Thursday, November 22, 2012

Everyday should be Thanksgiving

Jorden har oss detta gett
Solen det i ljus berett 
Kära sol och kära jord
Er vi tackar vid vårt bord.
Välsignad vare maten, skål!

...

Earth who gives to us this food
Sun who makes it ripe and good
Dearest Earth and dearest Sun
Thanks for all the work you've done.
Blessed be the meal!

...

Erde die uns dies gebracht
Sonne die es reif gemacht
Liebe Sonne, liebe Erde 
Euer nicht vergessen werde.

Thanksgiving is a beautiful holiday, or at least it has the potential to be. Sadly, in America it has become a day of consumerism and overconsumption. Walmart is asking in store-survey polls, "Is Thanksgiving Thanksgiving without a turkey?" Questions like that are disappointing to behold, (especially when there are so many vegetarians out there) because they take the beauty out of the holiday. Thanksgiving is followed by "Black Friday" where the stores around the country make it out of the red. I have never been Black Friday shopping, and hope never to do so. It's interesting to compare the American Thanksgiving with the harvest-festivals of other countries. 

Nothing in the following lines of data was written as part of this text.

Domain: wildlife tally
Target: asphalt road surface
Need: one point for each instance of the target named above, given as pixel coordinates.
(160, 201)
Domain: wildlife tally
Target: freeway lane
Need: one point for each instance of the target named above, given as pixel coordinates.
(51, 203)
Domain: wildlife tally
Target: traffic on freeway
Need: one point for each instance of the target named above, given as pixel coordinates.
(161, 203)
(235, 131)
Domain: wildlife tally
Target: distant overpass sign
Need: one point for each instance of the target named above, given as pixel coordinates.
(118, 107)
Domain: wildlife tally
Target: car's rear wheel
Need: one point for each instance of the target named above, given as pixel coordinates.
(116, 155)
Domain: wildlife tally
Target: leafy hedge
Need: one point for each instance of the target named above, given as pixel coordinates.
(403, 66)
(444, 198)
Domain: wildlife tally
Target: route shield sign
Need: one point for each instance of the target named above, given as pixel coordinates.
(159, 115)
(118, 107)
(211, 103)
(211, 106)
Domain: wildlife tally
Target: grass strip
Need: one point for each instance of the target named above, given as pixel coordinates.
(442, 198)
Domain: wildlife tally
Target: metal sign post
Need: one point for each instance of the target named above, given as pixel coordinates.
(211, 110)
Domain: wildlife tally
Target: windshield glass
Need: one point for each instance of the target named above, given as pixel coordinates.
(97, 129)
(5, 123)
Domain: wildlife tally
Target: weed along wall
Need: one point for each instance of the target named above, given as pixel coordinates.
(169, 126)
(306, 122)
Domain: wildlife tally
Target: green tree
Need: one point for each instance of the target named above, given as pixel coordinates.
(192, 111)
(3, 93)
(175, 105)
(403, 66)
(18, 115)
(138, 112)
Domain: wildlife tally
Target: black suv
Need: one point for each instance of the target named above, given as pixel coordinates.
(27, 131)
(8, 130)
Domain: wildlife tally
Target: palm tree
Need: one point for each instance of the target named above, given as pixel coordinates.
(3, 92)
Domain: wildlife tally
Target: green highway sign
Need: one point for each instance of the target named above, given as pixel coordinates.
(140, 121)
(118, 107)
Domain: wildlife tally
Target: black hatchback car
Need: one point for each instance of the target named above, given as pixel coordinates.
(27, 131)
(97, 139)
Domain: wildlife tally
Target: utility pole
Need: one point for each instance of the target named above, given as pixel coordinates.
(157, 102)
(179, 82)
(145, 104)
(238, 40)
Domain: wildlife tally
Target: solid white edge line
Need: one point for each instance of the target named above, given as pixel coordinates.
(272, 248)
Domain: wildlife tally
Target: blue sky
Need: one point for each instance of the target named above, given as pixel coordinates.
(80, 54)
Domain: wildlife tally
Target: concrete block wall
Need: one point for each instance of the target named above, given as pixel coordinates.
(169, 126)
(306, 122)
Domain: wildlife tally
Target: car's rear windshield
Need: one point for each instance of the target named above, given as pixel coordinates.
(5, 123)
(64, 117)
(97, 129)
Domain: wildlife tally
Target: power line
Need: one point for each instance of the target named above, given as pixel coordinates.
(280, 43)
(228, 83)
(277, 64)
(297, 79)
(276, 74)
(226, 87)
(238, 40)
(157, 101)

Fall marks the harvest season for the Northern Hemisphere, and it is a wonderful time, probably my favorite season. The smell of spices swirl through the air, the largest, most succulent fruits ripen on their vines... Farmers and people who understand food can feel the outcome of their labor and the bounty of the land is overwhelming and amazing.

Having wwoofed and farmed here and there, and with my own attempts to garden in my minuscule plot, I can attest that it is a glorious feeling to harvest what you've sown and grown. You can be thankful for your own patience, attention and care for your plants, but also to the perfect conditions that nature provides. The sun, the rain, the night temperatures and evolution itself... every factor is important and each deserves  respectful thanks. 

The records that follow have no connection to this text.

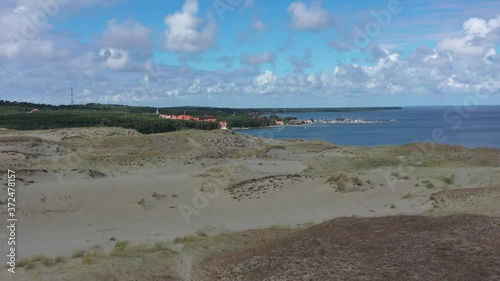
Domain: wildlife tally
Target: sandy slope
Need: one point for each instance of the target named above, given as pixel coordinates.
(82, 187)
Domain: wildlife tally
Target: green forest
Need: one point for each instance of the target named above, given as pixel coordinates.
(13, 115)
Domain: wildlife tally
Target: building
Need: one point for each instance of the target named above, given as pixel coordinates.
(223, 125)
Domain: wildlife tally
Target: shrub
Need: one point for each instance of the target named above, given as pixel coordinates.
(122, 244)
(430, 185)
(87, 258)
(78, 254)
(449, 180)
(407, 196)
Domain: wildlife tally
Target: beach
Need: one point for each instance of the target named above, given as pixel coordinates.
(78, 189)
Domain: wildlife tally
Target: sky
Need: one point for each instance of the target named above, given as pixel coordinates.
(251, 53)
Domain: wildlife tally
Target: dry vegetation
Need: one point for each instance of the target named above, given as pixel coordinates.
(456, 247)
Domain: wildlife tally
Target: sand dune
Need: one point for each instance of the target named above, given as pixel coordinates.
(78, 188)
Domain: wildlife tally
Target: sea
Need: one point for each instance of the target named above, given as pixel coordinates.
(468, 126)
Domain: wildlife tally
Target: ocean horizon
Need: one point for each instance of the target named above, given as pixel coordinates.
(468, 126)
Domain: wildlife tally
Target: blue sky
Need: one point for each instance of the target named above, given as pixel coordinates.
(240, 53)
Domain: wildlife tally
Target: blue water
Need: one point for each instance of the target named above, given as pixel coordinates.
(465, 126)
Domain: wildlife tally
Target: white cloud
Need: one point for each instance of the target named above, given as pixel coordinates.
(313, 18)
(125, 35)
(256, 60)
(114, 59)
(478, 37)
(266, 78)
(184, 34)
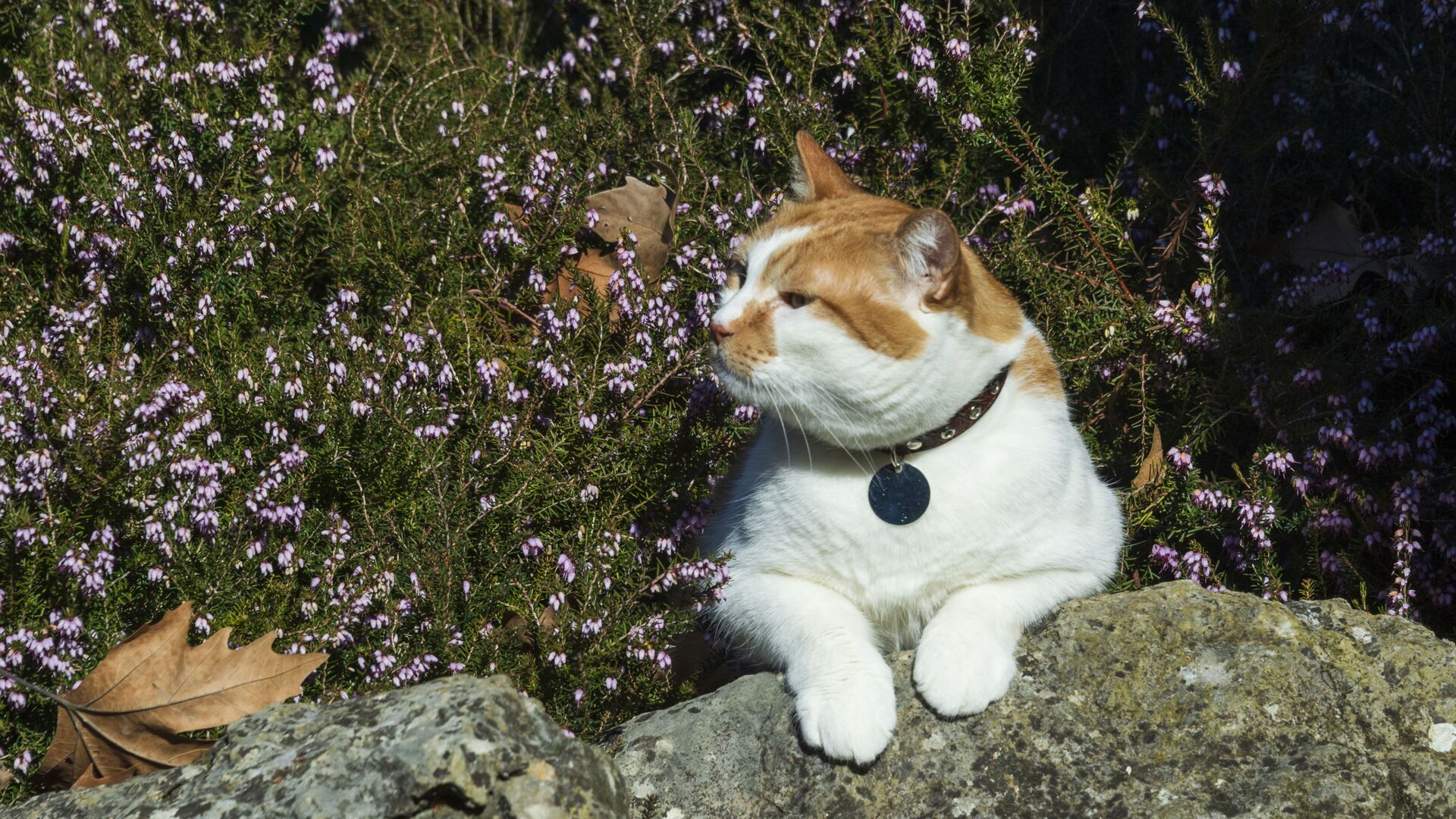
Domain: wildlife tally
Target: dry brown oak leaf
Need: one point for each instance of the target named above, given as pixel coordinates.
(128, 714)
(639, 209)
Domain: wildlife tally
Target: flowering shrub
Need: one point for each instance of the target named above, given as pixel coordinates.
(1280, 188)
(284, 331)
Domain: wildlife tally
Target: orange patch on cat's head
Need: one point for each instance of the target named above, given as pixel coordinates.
(861, 261)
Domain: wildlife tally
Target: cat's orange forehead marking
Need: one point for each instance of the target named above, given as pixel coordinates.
(845, 261)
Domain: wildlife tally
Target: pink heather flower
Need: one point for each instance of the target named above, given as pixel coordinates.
(912, 20)
(1180, 460)
(1212, 188)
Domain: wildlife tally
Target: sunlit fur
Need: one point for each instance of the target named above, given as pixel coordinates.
(859, 324)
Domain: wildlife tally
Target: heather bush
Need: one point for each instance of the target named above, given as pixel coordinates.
(1310, 423)
(283, 330)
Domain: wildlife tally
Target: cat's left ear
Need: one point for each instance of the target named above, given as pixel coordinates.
(929, 251)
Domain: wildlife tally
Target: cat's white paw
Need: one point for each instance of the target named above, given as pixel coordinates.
(962, 675)
(848, 719)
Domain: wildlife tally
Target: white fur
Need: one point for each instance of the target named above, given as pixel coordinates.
(821, 588)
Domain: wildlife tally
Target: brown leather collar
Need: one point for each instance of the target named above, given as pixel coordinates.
(963, 420)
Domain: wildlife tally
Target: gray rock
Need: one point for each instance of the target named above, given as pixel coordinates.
(457, 746)
(1171, 703)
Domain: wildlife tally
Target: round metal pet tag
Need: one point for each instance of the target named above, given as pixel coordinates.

In Waldorf schools there is always a blessing said before a meal. Generally it is nature-based, simple and beautiful. Ever since my sister and I started school, we've brought our meal-verses home to the dinner table. Our family has since adopted poems and songs from around the world and from different schools. We alternate them, sing in round, sometime just hold hands. At Rosenhill where I wwoofed, we did the same before our meals. Breathing together, first, so that we were all present at our meal.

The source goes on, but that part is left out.